Whether this is your first Christmas being vegan or vegetarian or not, the festive period can be a daunting thought. A month pretty much dedicated to eating: from the awkward work do meal to the dead period between Christmas and New Year where the epic challenge to empty the fridge and cupboards begins (your mum just wanted to be absolutely sure you wouldn’t run out of food, I mean what if someone doesn’t like Christmas pudding, yule log or trifle?? We obviously need frozen profiteroles as back up).
It may not be the temptation of all the luxurious treats overflowing the cupboards, or even the smell of hot chocolate as you wander around the Christmas markets (which in my experience are not the most vegan friendly) hoping you will one day regain feeling in your fingers. The greatest challenge will likely be family meals. Since eating has always been such as social activity, it is easy to feel isolated when you have a different diet to your friends and family. Here’s how to keep calm and enjoy the festivities with your omnivorous loved ones.

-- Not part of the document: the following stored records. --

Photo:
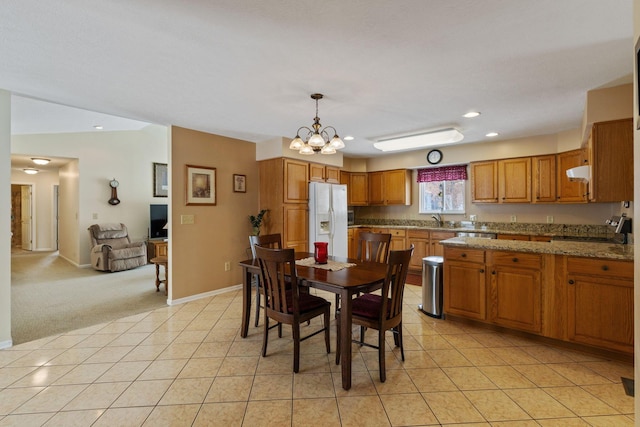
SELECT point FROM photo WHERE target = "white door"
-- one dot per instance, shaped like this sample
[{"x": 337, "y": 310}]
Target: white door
[{"x": 25, "y": 202}]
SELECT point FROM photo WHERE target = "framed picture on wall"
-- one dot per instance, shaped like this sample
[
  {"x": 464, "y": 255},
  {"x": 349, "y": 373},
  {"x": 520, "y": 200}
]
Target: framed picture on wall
[
  {"x": 201, "y": 185},
  {"x": 239, "y": 183},
  {"x": 160, "y": 180}
]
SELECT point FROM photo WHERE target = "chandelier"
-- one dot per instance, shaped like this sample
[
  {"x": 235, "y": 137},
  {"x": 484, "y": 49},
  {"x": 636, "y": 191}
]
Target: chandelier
[{"x": 318, "y": 139}]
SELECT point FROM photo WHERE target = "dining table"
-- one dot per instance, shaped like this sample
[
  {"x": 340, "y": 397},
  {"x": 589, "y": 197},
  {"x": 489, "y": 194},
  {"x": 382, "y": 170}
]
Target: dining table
[{"x": 359, "y": 277}]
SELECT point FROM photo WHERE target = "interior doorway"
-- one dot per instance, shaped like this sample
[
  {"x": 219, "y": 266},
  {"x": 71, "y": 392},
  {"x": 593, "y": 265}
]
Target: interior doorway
[{"x": 21, "y": 217}]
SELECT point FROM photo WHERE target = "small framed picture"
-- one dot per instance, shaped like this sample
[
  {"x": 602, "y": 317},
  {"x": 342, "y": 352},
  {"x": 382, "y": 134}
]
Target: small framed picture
[
  {"x": 239, "y": 183},
  {"x": 201, "y": 185},
  {"x": 160, "y": 180}
]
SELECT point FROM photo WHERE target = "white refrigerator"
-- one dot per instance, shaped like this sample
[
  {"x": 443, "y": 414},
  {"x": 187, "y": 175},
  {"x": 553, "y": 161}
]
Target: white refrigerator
[{"x": 328, "y": 217}]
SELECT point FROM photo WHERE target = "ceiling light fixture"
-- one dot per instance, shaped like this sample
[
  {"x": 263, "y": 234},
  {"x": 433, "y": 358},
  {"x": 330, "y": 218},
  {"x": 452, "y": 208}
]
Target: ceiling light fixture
[
  {"x": 40, "y": 161},
  {"x": 420, "y": 140},
  {"x": 318, "y": 139}
]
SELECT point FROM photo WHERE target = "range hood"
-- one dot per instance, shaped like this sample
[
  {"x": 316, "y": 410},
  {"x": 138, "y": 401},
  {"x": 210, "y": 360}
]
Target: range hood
[{"x": 579, "y": 173}]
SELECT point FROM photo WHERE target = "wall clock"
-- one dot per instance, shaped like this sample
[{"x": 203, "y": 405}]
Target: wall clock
[
  {"x": 434, "y": 157},
  {"x": 114, "y": 192}
]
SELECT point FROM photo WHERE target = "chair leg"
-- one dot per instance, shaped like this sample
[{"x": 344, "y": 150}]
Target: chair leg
[
  {"x": 381, "y": 361},
  {"x": 327, "y": 327},
  {"x": 399, "y": 329},
  {"x": 296, "y": 347},
  {"x": 338, "y": 338},
  {"x": 257, "y": 300},
  {"x": 265, "y": 335}
]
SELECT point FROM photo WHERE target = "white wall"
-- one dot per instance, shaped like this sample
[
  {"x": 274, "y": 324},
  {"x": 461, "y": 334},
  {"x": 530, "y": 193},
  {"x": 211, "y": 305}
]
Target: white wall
[
  {"x": 5, "y": 219},
  {"x": 101, "y": 156}
]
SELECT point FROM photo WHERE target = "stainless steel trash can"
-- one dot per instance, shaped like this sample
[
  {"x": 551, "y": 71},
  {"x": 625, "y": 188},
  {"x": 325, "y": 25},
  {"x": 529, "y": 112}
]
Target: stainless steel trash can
[{"x": 432, "y": 286}]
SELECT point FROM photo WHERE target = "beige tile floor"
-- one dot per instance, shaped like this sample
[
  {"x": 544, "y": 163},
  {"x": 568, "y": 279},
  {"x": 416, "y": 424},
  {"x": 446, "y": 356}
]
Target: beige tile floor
[{"x": 186, "y": 365}]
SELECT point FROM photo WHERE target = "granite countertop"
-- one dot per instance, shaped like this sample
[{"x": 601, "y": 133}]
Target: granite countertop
[{"x": 582, "y": 249}]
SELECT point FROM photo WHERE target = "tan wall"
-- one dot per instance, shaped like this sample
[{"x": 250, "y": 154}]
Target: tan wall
[{"x": 219, "y": 233}]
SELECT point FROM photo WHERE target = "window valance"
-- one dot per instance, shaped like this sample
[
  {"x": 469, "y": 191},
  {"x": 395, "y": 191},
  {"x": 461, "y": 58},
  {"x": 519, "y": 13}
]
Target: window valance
[{"x": 443, "y": 173}]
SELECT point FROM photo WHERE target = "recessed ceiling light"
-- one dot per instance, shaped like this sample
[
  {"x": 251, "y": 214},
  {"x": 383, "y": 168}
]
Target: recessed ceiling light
[
  {"x": 420, "y": 140},
  {"x": 40, "y": 161}
]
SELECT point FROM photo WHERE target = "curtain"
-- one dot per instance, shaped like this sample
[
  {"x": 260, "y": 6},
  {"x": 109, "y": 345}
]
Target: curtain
[{"x": 443, "y": 173}]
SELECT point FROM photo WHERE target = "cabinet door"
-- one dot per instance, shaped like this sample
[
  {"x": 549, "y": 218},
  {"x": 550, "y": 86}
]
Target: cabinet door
[
  {"x": 544, "y": 178},
  {"x": 396, "y": 188},
  {"x": 358, "y": 189},
  {"x": 296, "y": 181},
  {"x": 600, "y": 312},
  {"x": 514, "y": 180},
  {"x": 516, "y": 295},
  {"x": 611, "y": 160},
  {"x": 484, "y": 182},
  {"x": 376, "y": 188},
  {"x": 465, "y": 289},
  {"x": 436, "y": 249},
  {"x": 316, "y": 172},
  {"x": 569, "y": 191},
  {"x": 296, "y": 230}
]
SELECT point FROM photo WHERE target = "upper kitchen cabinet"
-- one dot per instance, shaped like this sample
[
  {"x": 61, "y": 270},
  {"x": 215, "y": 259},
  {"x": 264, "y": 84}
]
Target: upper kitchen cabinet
[
  {"x": 358, "y": 189},
  {"x": 569, "y": 191},
  {"x": 484, "y": 181},
  {"x": 610, "y": 151},
  {"x": 514, "y": 180},
  {"x": 543, "y": 178},
  {"x": 322, "y": 173},
  {"x": 391, "y": 187}
]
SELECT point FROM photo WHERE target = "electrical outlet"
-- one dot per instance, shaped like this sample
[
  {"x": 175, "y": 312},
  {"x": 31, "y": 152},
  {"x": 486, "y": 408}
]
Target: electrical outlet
[{"x": 187, "y": 219}]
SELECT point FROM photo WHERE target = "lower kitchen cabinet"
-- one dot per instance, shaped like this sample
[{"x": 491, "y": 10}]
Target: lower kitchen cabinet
[
  {"x": 600, "y": 303},
  {"x": 516, "y": 290},
  {"x": 464, "y": 283}
]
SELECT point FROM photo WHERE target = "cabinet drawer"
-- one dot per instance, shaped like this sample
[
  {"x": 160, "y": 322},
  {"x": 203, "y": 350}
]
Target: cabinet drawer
[
  {"x": 418, "y": 234},
  {"x": 600, "y": 267},
  {"x": 464, "y": 254},
  {"x": 517, "y": 259}
]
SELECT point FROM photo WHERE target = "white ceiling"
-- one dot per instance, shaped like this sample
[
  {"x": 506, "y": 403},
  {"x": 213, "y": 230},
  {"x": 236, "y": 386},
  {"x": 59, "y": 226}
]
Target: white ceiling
[{"x": 246, "y": 68}]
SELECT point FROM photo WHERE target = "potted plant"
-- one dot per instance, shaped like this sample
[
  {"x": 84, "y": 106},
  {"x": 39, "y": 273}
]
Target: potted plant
[{"x": 256, "y": 221}]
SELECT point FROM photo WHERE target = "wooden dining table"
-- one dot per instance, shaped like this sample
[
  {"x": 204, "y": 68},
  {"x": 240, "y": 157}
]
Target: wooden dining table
[{"x": 361, "y": 277}]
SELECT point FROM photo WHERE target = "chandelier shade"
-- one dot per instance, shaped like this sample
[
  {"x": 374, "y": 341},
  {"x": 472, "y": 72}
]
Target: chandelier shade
[{"x": 316, "y": 139}]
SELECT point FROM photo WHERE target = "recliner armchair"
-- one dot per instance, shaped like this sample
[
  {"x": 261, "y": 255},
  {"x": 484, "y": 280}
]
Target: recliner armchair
[{"x": 112, "y": 250}]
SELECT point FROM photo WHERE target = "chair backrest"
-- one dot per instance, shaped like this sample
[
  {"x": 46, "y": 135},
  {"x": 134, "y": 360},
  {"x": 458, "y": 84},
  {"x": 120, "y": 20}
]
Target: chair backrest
[
  {"x": 393, "y": 287},
  {"x": 278, "y": 269},
  {"x": 273, "y": 241},
  {"x": 116, "y": 235},
  {"x": 373, "y": 247}
]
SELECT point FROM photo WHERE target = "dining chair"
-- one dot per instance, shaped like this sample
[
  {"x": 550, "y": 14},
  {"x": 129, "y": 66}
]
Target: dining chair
[
  {"x": 372, "y": 247},
  {"x": 284, "y": 302},
  {"x": 269, "y": 241},
  {"x": 382, "y": 312}
]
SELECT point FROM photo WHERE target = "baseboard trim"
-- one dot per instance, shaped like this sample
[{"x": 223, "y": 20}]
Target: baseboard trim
[{"x": 203, "y": 295}]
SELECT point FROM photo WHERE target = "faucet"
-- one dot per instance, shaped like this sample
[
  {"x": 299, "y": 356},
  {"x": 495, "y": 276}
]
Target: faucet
[{"x": 438, "y": 218}]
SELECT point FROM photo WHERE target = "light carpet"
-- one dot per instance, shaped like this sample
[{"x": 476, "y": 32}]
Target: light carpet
[{"x": 50, "y": 295}]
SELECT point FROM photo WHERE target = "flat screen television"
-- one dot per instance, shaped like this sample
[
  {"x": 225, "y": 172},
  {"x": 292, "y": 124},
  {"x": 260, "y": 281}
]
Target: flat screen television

It’s likely that whoever is cooking for you is starting to feel very stressed, racking their brains over what to make for you. It may seem simple to you, but remember you know a lot more about your own diet than they do! They will most likely say no, but you could offer to bring some food over to help out, or even offer suggestions for simple ways they could veganise the meal!
It’s the big day…
Instead of waiting until you get to the table and realising all the roasties (your all-time favourites) have been slathered with goose fat, help out! Whoever does the Christmas dinner, whether its mum, dad, grandma or your second cousin half removed, I’m sure they’d appreciate an extra pair of hands. Take a bit of responsibility and offer to help with the food shop, after all you’ll know what to look for!
Try this vegan cauliflower cheese, make some stuffing minus the pork; you could even have a go at making this nut roast! I may be being a little optimistic, but some of your family members may even plump for your veggie options instead!
And as always, be patient when your great aunt asks you if you are ‘allowed’ to eat Yorkshire puddings. Or your brother tells you it’s not Christmas without pigs in blankets. Just laugh along when your uncle makes jokes about you enjoying your grass as he tears into a turkey leg. Munch on your cruelty free feast, guilt-free, and enjoy spending time with your family; whether they felt it necessary to have an animal carcass as the table centerpiece or not.